Dr. Anthony Bradley, associate professor of theology at The King's College in New York City and a research fellow at the Acton Institute.
Dr. Anthony Bradley, associate professor of theology at The King's College in New York City and a research fellow at the Acton Institute.

If you want to hear crickets in a room full of educated, missionally minded, culture-shaping evangelicals, ask this question: "What are you doing to serve the needs of poor white people?"

A recent seminary graduate, who is white, asked me what he needed to do to prepare to plant a church in a small lower-class town that is 76 percent black and 21 percent white. He was rightly cautious after reading in Aliens in the Promised Land about Rev. Lance Lewis' call for a moratorium on white evangelicals planting churches in black areas because of evangelicalism's cultural obtuseness and patriarchal disposition toward ethnic minorities. Since most black communities in the South are already saturated with churches, I asked this young man why he was not interested in planting a church among the lower-class whites in his county. His response: "It had not occurred to me to plant a church among lower-class whites."

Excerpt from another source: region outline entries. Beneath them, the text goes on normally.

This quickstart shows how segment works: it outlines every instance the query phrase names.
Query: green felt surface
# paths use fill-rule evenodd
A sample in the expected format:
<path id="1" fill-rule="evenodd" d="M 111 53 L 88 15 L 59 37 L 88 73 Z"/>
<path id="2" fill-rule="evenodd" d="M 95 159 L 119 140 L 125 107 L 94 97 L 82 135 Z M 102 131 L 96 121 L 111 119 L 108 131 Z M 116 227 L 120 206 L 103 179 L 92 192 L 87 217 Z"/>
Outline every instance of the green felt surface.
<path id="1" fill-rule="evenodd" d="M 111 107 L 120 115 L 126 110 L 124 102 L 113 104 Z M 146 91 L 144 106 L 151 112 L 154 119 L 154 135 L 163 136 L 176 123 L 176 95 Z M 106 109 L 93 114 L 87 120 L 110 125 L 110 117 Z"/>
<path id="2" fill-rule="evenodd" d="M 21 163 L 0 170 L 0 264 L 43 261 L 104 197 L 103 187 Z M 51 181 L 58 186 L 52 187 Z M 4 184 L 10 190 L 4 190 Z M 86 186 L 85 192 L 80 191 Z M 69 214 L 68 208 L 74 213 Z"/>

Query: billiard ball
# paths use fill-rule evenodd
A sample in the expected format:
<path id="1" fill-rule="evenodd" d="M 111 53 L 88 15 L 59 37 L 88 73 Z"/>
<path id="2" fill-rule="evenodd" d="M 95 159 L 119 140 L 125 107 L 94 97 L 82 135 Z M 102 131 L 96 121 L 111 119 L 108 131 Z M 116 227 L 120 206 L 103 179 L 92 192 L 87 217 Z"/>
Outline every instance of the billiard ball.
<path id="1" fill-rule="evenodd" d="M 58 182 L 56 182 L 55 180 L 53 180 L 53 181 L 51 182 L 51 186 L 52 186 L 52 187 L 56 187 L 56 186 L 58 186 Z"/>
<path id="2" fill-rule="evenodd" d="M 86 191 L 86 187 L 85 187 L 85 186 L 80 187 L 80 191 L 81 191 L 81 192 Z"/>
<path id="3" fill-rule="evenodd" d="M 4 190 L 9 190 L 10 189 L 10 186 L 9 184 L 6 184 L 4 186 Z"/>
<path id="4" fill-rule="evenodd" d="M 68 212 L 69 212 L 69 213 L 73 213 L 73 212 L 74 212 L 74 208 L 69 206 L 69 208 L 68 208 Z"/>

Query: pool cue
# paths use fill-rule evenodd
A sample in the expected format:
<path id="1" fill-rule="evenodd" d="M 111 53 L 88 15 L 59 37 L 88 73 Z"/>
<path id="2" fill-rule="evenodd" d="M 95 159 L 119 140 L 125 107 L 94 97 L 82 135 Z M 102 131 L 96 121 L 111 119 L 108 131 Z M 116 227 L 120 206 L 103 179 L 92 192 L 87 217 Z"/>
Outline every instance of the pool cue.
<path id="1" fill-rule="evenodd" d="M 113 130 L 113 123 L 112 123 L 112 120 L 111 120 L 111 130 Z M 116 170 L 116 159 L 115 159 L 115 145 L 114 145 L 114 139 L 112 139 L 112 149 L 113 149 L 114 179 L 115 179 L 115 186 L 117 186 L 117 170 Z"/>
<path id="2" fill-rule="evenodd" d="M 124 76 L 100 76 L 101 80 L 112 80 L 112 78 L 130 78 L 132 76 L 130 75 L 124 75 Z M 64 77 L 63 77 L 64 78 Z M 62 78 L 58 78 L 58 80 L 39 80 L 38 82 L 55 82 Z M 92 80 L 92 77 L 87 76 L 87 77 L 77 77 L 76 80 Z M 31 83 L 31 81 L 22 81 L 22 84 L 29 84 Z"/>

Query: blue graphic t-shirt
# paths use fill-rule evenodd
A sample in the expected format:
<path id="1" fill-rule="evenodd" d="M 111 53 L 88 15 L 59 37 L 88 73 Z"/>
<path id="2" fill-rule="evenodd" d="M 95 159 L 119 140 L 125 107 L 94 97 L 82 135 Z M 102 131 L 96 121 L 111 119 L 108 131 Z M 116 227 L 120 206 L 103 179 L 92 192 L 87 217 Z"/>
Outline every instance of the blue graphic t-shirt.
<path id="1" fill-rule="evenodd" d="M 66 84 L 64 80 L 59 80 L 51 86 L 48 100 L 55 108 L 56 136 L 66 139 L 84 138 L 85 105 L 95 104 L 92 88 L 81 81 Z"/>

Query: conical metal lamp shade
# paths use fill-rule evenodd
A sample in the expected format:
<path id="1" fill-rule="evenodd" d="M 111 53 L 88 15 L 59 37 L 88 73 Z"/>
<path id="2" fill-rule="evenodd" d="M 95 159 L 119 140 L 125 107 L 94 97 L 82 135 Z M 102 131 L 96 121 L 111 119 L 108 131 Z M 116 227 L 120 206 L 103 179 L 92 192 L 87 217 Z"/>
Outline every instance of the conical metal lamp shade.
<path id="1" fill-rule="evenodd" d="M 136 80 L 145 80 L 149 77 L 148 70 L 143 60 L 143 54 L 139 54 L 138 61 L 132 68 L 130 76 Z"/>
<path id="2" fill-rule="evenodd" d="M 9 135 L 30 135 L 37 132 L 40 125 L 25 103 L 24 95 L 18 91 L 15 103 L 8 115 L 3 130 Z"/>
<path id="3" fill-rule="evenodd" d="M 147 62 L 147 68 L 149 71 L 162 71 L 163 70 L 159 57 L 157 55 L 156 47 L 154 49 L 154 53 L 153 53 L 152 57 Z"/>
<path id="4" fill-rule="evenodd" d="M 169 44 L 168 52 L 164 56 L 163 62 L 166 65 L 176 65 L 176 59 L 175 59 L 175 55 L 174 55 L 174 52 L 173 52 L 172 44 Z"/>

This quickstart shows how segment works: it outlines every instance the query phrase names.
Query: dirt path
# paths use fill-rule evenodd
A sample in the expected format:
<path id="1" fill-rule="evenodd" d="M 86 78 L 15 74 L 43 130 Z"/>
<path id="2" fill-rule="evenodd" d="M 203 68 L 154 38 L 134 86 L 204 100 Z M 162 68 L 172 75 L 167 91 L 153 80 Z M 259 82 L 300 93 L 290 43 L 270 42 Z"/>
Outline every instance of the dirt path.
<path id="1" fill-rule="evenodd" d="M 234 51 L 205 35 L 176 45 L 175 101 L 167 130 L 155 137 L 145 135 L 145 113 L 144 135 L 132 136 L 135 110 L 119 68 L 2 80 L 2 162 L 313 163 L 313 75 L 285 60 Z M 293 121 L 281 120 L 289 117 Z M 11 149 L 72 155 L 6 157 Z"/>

While urban, justice-loving evangelicals easily shame white, suburban, conservative evangelicals for their racially homogenized lives, both communities seem to share a disdain for lower-class white people. "Rednecks," "crackers," "hoosiers," and "white trash" are all derogatory terms used to describe a population of lower-class whites who have suffered centuries of injustice and social marginalization in America, especially from educated Christians.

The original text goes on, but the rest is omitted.